Allora giocavamo a tutte le ore e con qualsiasi condizione atmosferica, a casa, nei vicoli, in strada, lungo il mare, allegri, spensierati, sani di corpo e di mente. Giocavamo ed eravamo felici, pur nelle ristrettezze economiche di quel periodo. Giocavamo per istinto, per il bisogno di muoverci, come sapeva bene S. Filippo Neri quando, rivolgendosi ai bambini, diceva: “State fermi,… se potete.”. Solo molto più tardi venni a conoscenza dell’importanza fisica e sociale di quei giuochi, imparai che nel gioco il bambino manifesta la sua indole formando il carattere che conserverà per tutta la vita. Lessi anche che svariati scrittori si erano interessati all’importanza del gioco, e “I ragazzi della via Pal” ce lo testimoniano.

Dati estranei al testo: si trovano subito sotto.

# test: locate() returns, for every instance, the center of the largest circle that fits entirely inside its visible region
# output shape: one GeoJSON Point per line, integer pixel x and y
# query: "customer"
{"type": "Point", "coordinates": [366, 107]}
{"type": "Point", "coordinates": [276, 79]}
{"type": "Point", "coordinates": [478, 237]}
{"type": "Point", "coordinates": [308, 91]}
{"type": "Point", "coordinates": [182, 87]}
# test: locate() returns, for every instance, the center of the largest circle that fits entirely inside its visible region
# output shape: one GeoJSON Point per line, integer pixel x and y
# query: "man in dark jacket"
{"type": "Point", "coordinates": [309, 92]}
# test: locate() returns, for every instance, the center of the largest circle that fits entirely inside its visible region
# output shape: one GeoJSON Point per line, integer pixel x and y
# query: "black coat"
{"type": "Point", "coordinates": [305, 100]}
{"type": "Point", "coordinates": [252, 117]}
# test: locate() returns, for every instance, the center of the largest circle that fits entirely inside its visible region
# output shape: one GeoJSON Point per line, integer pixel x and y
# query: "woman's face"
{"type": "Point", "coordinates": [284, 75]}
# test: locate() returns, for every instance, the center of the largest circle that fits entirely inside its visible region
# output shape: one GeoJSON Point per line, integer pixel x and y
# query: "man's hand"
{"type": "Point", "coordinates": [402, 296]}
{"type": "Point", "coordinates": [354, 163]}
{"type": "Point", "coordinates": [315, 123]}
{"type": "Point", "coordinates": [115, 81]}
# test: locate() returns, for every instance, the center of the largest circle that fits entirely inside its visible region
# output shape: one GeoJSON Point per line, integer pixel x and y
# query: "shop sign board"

Già nel ‘400 Vittorino da Feltre valutava il gioco come “creatore di grazia, moderatore della passione” e S. Giovanni Bosco affermava che la personalità del bambino “viene a definirsi proprio nel gioco”.
Oggi i nostri antichi giuochi sono spariti. Passando per le strade del paese non si sentono più gli allegri cori che accompagnavano la maggior parte dei giuochi di fanciulli e ragazzi: “È arrivato l’ambasciatore”, “La povera mantellina”, “Il papore fugge” Non si vedono più ragazzi correre per le vie sicure, animate dalle loro grida: “A nòve nòve”, “Cacarituso”. E i giocattoli? Pochi, semplici, costruiti da noi ragazzi con materiale di fortuna e tanta fantasia.
Tutto è cambiato con il consumismo, il progresso, l’urbanizzazione selvaggia, che non ha tenuto conto delle esigenze dei piccoli. Ora i ragazzi, fin da piccoli, hanno tanti, forse troppi giocattoli, perfetti, sofisticati, ma non hanno spazi per i loro giochi più autentici, perché le vie e le piazze, una volta libere e sicure, ora sono diventate pericolose a causa del traffico sempre più caotico.
Noi ragazzi gaetani avevamo la fortuna di disporre di tutta la vasta zona di Montesecco e Serapo, ora completamente lottizzata. Il campo sportivo si è salvato per miracolo dalla lottizzazione prevista dal piano R. Zocca, che prevedeva il suo trasferimento a Calegna; se ne sarebbero potuti avere due, ma bisognava scegliere o l’uno o l’altro, e così si è salvato il campo sportivo di Serapo, su cui occhi cupidi avevano già fatto i loro piani.
È stato demolito tutto il fronte di mare, e così la cortina dell’Addolorata; è stato fatto saltare il prezioso Bastione dell’Annunziata, poi la Cortina del Porto, il Portale Carlo V, la batteria Fico e la Sanità. Cosa c’è al loro posto? Campi da tennis per pochi privilegiati, un rimessaggio per barche, che non dovrebbe occupare un luogo pubblico, capannoni per la custodia sotto cellofan degli yacht e mucchi di relitti.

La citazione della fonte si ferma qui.